Posted May 19, 2015, By the Annie E. Casey Foundation

Blog fivequestionswithrobgeen 2015

As director of policy reform and advocacy, Rob Geen is responsible for designing and implementing the Casey Foundation’s advocacy strategy on child welfare, juvenile justice and evidence-based practice. He joined Casey in 2008.

Recognized as one of the nation’s leading child welfare researchers, Geen previously spearheaded public policy and child welfare work at the Washington D.C.-based research center, Child Trends. His earlier career path includes stops at the U.S. House of Representatives Committee on Ways and Means, the Child Welfare Research Program at the Urban Institute and the U.S. Government Accountability Office. Geen, a University of Chicago alumnus, holds bachelor’s and master’s degrees in public policy.

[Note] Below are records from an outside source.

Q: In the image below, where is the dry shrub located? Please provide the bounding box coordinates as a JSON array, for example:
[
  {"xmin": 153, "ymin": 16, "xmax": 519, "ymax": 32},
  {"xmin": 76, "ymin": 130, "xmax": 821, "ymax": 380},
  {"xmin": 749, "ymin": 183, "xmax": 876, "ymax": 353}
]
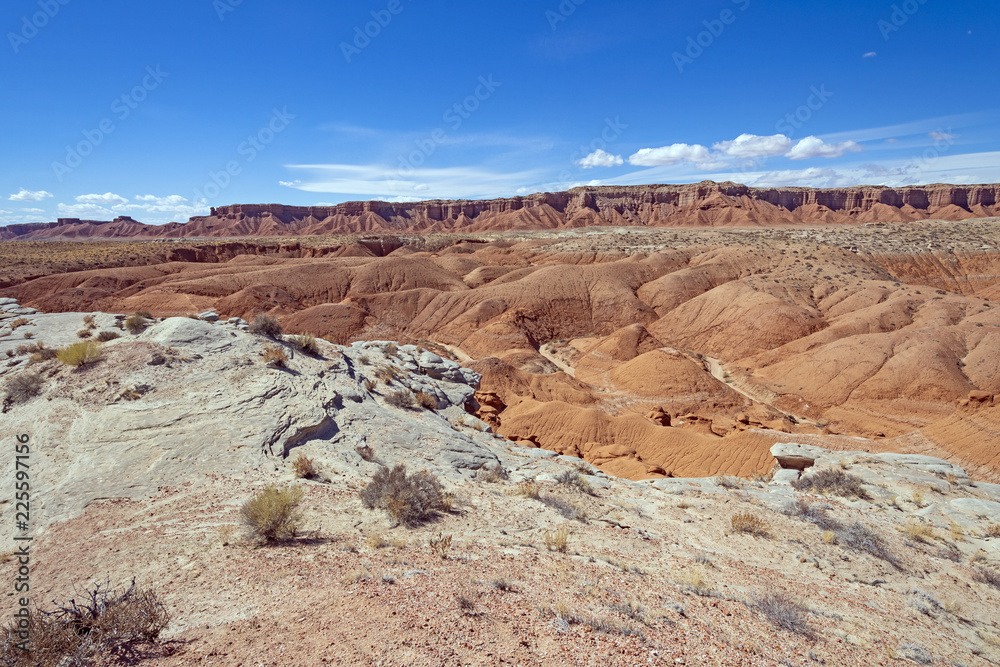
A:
[
  {"xmin": 9, "ymin": 317, "xmax": 30, "ymax": 330},
  {"xmin": 0, "ymin": 578, "xmax": 169, "ymax": 666},
  {"xmin": 95, "ymin": 330, "xmax": 121, "ymax": 342},
  {"xmin": 752, "ymin": 591, "xmax": 814, "ymax": 637},
  {"xmin": 792, "ymin": 468, "xmax": 870, "ymax": 499},
  {"xmin": 985, "ymin": 523, "xmax": 1000, "ymax": 538},
  {"xmin": 903, "ymin": 519, "xmax": 938, "ymax": 543},
  {"xmin": 556, "ymin": 469, "xmax": 595, "ymax": 495},
  {"xmin": 731, "ymin": 512, "xmax": 770, "ymax": 537},
  {"xmin": 124, "ymin": 315, "xmax": 148, "ymax": 334},
  {"xmin": 517, "ymin": 480, "xmax": 541, "ymax": 499},
  {"xmin": 414, "ymin": 391, "xmax": 438, "ymax": 410},
  {"xmin": 134, "ymin": 310, "xmax": 153, "ymax": 319},
  {"xmin": 384, "ymin": 389, "xmax": 415, "ymax": 409},
  {"xmin": 355, "ymin": 444, "xmax": 378, "ymax": 462},
  {"xmin": 673, "ymin": 567, "xmax": 711, "ymax": 596},
  {"xmin": 291, "ymin": 453, "xmax": 318, "ymax": 479},
  {"xmin": 475, "ymin": 465, "xmax": 509, "ymax": 483},
  {"xmin": 290, "ymin": 333, "xmax": 320, "ymax": 355},
  {"xmin": 973, "ymin": 566, "xmax": 1000, "ymax": 590},
  {"xmin": 492, "ymin": 577, "xmax": 519, "ymax": 592},
  {"xmin": 376, "ymin": 365, "xmax": 401, "ymax": 383},
  {"xmin": 363, "ymin": 378, "xmax": 377, "ymax": 392},
  {"xmin": 240, "ymin": 485, "xmax": 305, "ymax": 543},
  {"xmin": 249, "ymin": 314, "xmax": 283, "ymax": 337},
  {"xmin": 21, "ymin": 332, "xmax": 33, "ymax": 340},
  {"xmin": 544, "ymin": 526, "xmax": 570, "ymax": 552},
  {"xmin": 29, "ymin": 347, "xmax": 58, "ymax": 363},
  {"xmin": 76, "ymin": 328, "xmax": 93, "ymax": 339},
  {"xmin": 429, "ymin": 533, "xmax": 453, "ymax": 558},
  {"xmin": 82, "ymin": 314, "xmax": 96, "ymax": 329},
  {"xmin": 715, "ymin": 475, "xmax": 744, "ymax": 489},
  {"xmin": 540, "ymin": 494, "xmax": 588, "ymax": 522},
  {"xmin": 359, "ymin": 464, "xmax": 450, "ymax": 527},
  {"xmin": 4, "ymin": 372, "xmax": 43, "ymax": 405},
  {"xmin": 261, "ymin": 345, "xmax": 289, "ymax": 368},
  {"xmin": 56, "ymin": 341, "xmax": 101, "ymax": 368}
]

In this "Five Questions" edition, Geen discusses findings from the KIDS COUNT Policy Report, Every Kid Needs a Family, released May 19, 2015.

Q1. Foster care has always been an important issue for Casey, and KIDS COUNT has released reports on this topic several times in recent years. Why is this still a critical topic for states?

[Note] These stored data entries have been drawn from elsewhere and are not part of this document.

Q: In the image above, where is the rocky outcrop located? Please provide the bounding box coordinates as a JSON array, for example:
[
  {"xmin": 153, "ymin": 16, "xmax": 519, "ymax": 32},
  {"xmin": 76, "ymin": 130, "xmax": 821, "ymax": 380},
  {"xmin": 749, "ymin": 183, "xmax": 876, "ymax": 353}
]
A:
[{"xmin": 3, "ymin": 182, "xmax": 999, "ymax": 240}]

These kids are caught up in a complex system that often doesn’t keep them in the family settings they need. States need to ensure that agencies that come into contact with children collaborate better to successfully serve them.

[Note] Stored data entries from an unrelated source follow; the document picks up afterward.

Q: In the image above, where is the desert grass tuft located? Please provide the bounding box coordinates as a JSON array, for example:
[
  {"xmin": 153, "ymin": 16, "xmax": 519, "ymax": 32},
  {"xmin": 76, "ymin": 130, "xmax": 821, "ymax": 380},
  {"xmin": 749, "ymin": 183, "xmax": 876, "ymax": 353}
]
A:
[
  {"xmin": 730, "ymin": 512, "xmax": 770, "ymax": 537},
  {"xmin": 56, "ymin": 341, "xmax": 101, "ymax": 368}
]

Q2. You have led research that highlights the importance of kin in foster care placements. Are systems starting to recognize the critical role that these family members play? 

While I definitely see attitudes changing on kinship care, the system was not designed with kin in mind. We have had to try to retrofit it so that people at every level — administrators, judges, lawyers, caseworkers and others — are asking how they can help a child move toward a family setting. What we have found is that when birth parents cannot care for a child, relatives can offer an existing relationship and connection to his identity and culture, making an eventual return home easier. As a result, we see rates of positive experiences are highest for children who live with kin and lowest for children who experience group placement.

Q3. What is the single most important thing a caseworker for a public system can do to get a child into a family? 

The most important thing is to avoid severing the relationship in the first place. Even when a child cannot remain with family, kin should always remain involved. If caseworkers and system officials took the “What would I do if it were my child?” test, they would automatically understand the importance of these family ties.

Q4. Casey is supporting a unique collaboration among organizations that represent the views of kinship, foster and adoptive families. What does the Foundation feel that this group can add to conversations about foster care reform?

In the last decade, we have seen growing momentum at the system, policy and program level in serving youth aging out of foster care. This relates directly to lessons learned from the Jim Casey Youth Opportunities Initiative, which engages these youth in advocacy and leadership roles to promote policy reforms.

We need to have a similar mechanism for foster parents and birth parents. There is a belief that we have too few people who want to step up and be foster parents. Yet, recruitment can be very successful when caregivers know that they will have access to vital training, services and encouragement. We need their voices, input and advocacy in designing strategies to meet their needs.

Q5. KIDS COUNT reports have historically aligned with emerging conversations in the field and provided key data on topics that are important to kids and families. What is your hope for this report?

This report should be a wake-up call for how we care for our most vulnerable youth. We should not have to wait until something tragic happens to a child in foster care, and enormous media attention requires action at the governor’s level. This report demonstrates a clear need for policies that support the fact that children do best in family settings. We want to spark more movement toward preventing placements, diverting placements rooted in behavioral issues, supporting kinship care and improving short-term residential treatment when it is necessary.  We have to be up front that we can do so much more to ensure more children in the care of the child welfare system are growing up in families. We have examples of exceptional leadership and innovation in both the public and private sectors — proving every day that it is possible to place more children with families. If all communities follow the lead of our best, many children’s lives will improve today and for their future. Every kid needs a family, every kid deserves to have a family.